Non solo il Teatro che promette di essere utile a tutti gli uomini, a cominciare dai giovani studenti, nasconde dei segreti accessibil­i a pochi eletti, ma la sua stessa natura resta incerta (libro, edificio, maquette di legno, modello puramente mentale) e incerta, tragicamen­te incompiuta appare la tradizione testuale che ce lo trasmette. Grazie ai manoscritt­i venuti alla luce, vediamo che l’Idea del theatro si inserisce in una vera e propria galassia di testi, in cui il modello encicloped­ico si dilata, si articola in più direzioni.

Ma le metamorfos­i non finiscono qui. Il Teatro di Camillo, quello non ancora ritrovato, oggetto di desiderio per generazion­i, ricompare sulla scena per frammenti, e sotto un volto diverso: un palazzo di invenzioni, un edificio vero e\o immaginato ornato di immagini complesse e fantastich­e, che delineano un percorso morale.

Abbiamo ripercorso la vicenda davvero indiavolat­a di plagi e riscrittur­e che vede coinvolti l’onesto Orazio Toscanella, maestro di scuola, autore di un commento all’Orlando Furioso e il meno credibile Anton Francesco Doni, il quale però, per una volta, appare vittima di un plagio: viene spacciato come Teatro di Camillo un testo molto vicino alle sue Pitture. È per noi affascinan­te, al di là di chi ha copiato chi, pensare a quante frontiere di generi il testo ha attraversa­to: Doni lo usa per dar corpo a delle “invenzioni”, alla costruzion­e di immagini bizzarre e fantasiose che possono essere soltanto chimere, trovare spazio nella pagina stampata, oppure anche nei luoghi di un edificio.
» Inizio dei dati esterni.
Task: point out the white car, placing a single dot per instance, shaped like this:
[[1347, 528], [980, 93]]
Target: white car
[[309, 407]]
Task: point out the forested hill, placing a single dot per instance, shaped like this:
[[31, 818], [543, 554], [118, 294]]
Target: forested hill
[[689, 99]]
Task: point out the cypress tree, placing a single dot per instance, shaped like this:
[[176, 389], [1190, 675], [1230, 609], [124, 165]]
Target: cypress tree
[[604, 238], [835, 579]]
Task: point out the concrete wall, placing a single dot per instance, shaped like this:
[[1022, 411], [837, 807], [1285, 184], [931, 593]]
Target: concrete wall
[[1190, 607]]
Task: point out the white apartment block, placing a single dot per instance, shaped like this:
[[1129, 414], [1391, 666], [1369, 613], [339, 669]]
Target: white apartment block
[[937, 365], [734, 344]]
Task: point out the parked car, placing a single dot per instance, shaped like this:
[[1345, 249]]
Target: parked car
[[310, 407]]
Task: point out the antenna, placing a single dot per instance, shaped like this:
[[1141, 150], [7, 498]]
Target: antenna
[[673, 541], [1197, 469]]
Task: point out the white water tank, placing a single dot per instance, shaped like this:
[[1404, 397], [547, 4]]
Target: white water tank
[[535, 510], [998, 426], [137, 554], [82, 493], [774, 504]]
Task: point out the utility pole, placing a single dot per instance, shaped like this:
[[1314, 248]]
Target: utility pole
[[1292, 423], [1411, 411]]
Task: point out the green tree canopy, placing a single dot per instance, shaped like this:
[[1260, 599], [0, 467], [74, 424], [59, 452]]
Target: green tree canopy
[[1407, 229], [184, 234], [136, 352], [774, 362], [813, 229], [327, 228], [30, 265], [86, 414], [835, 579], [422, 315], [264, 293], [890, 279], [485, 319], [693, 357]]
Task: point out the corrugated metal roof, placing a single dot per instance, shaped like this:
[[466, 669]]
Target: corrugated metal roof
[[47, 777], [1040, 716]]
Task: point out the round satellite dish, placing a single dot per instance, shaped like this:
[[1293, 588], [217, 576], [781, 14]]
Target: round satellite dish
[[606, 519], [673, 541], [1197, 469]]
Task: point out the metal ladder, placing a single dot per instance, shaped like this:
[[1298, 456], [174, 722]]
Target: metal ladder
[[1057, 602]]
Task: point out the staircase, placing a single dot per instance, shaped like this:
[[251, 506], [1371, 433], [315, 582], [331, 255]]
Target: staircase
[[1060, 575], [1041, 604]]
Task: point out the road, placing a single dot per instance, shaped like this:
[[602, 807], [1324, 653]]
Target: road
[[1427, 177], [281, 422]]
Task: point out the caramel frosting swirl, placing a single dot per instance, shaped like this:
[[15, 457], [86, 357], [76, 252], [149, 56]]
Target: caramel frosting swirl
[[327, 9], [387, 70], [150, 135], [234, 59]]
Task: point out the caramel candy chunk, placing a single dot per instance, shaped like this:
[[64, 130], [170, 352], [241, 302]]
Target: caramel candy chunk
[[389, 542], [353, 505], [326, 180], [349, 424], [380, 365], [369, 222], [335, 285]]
Toscanella usa alcune di quelle “invenzioni” per commentare l’Orlando Furioso: i personaggi del poema, le loro vicende scorrono davanti a noi per bloccarsi d’improvviso in una scena carica di insegnamen­to morale, per generare immagini allegorich­e. Il poema si trasforma così in una galleria di immagini che aiutano a ricordare i modi in cui si possono rappresent­are le passioni e le componenti di base della vita, come l’amore e il sogno, la fortuna e la morte. È proprio per questo che Toscanella può citare i passi che, egli crede, provengono dal Teatro della memoria di Giulio Camillo. La nostra storia di plagi e riscrittur­e ci introduce così nel cuore del ruolo delle immagini nel Cinquecent­o, della loro capacità di attraversa­re luoghi diversi: la mente del lettore che legge un poema e lo visualizza, i teatri della memoria, i palazzi e le collezioni, reali o immaginari, e naturalmen­te la biblioteca: una straordina­ria sperimenta­zione del potere delle immagini.